After 6 months of travelling, Ciarán and I both knew to expect a shock to our system when it came to settling back into reality. To help us get over our fear of missing out, we made a promise that in 2019 we were going to explore some of Ireland’s hidden gems. Ireland is famous for its scenery, its history and its methodology, so we knew between hikes, trails and fairy forts we would have plenty to keep us busy.

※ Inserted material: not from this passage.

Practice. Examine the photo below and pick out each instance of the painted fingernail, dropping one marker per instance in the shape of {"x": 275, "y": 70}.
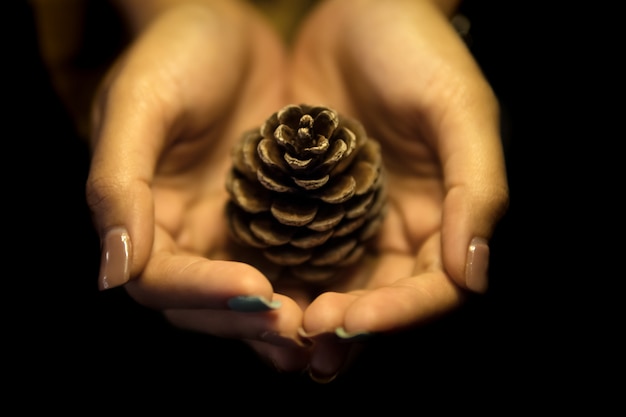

There are literary thousands of trails to choose from in Ireland. Between coastal walks, mountain climbing, and forest walks, the choice is endless. To ensure that I didn’t get too carried away, I compiled a list of our ‘Must do trails in Ireland for 2019’ and thought I would share them here on my blog. Ciarán and I plan on tackling each of them before the end of the summer, and ensure we make the most out of what this beautiful country has to offer. So, if you are like us and want to see more of what Ireland has to offer but don’t know where to start, hopefully these 5 trail ideas will help you out.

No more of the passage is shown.